The 2.5 MW Liberty Wind Turbine was the largest wind turbine manufactured in the United States when it was first installed in 2007. It was developed through a partnership with U.S. Department of Energy and its National Renewable Energy Laboratory for Clipper Windpower.

==History==
The design of the turbine was meant to reduce problems with power train components that have been experienced in other machines. A two-ton crane within the nacelle simplifies maintenance thereby reducing costs. The size and weight of the Liberty allow it to be constructed with a crane of the same capacity as used with most 1.5 MW turbines.

Commercial sales for the new Liberty turbine started in June 2006. Liberty turbines were placed into service in the first quarter of 2007 at Steel Winds, a wind energy project located on the coast of Lake Erie in Lackawanna, New York, south of the City of Buffalo in Erie County. Sales stopped in 2012 as the model was experiencing problems with power train components that had cost the company hundreds of millions of dollars in warranty repairs.

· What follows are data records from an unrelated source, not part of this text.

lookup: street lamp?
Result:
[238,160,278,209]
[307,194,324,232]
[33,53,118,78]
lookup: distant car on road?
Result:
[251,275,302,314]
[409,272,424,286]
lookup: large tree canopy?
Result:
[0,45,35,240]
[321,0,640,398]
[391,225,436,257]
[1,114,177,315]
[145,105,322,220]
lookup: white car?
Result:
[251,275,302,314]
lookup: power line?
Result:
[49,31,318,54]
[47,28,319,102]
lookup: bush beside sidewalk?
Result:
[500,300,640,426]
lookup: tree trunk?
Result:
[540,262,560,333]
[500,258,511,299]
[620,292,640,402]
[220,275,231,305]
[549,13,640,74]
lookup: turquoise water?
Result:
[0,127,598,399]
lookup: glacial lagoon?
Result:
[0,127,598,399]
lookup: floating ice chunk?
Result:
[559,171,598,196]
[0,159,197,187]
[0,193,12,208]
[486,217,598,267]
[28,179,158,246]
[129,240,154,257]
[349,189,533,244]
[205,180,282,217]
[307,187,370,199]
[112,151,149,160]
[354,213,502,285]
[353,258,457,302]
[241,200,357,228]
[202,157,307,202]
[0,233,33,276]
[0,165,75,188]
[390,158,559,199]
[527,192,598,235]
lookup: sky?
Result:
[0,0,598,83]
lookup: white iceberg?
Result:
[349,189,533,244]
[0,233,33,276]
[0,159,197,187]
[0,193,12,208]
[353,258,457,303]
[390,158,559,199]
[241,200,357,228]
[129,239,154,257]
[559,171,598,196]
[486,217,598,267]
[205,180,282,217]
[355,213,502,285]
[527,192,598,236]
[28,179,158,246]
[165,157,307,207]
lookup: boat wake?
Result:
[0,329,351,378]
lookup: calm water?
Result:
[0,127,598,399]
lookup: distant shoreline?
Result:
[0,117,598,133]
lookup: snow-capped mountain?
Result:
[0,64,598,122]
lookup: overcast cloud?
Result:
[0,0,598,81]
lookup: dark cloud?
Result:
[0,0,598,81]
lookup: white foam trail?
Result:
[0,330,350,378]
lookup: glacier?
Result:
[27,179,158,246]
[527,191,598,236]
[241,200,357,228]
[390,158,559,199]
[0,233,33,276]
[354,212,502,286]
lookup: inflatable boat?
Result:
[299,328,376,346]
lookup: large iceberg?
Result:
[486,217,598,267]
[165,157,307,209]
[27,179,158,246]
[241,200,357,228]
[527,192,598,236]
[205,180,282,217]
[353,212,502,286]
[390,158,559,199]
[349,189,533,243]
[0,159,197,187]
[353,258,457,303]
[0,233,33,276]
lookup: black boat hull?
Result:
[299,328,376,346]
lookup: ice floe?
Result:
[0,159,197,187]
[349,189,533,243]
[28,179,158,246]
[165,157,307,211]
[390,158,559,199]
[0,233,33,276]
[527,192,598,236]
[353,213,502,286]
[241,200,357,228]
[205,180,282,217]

==Technical characteristics==
Liberty Wind Turbine uses an 80 m tower as a standard in its design. The rotor diameter varies amongst particular versions of turbines. The diameter for version C89 is 89 meters, 93 meters for version C93, 96 meters for version C96, and 99 meters for C99. Blade lengths are 43.2 m for C89, 45.2 m for C93, 46.7 m for C96 and 48.2 m for C100. Liberty Wind Turbines use 4 generators that have permanent magnets. Each generator delivers 660 kW at 1133 RPM at a voltage of 1350 Vdc.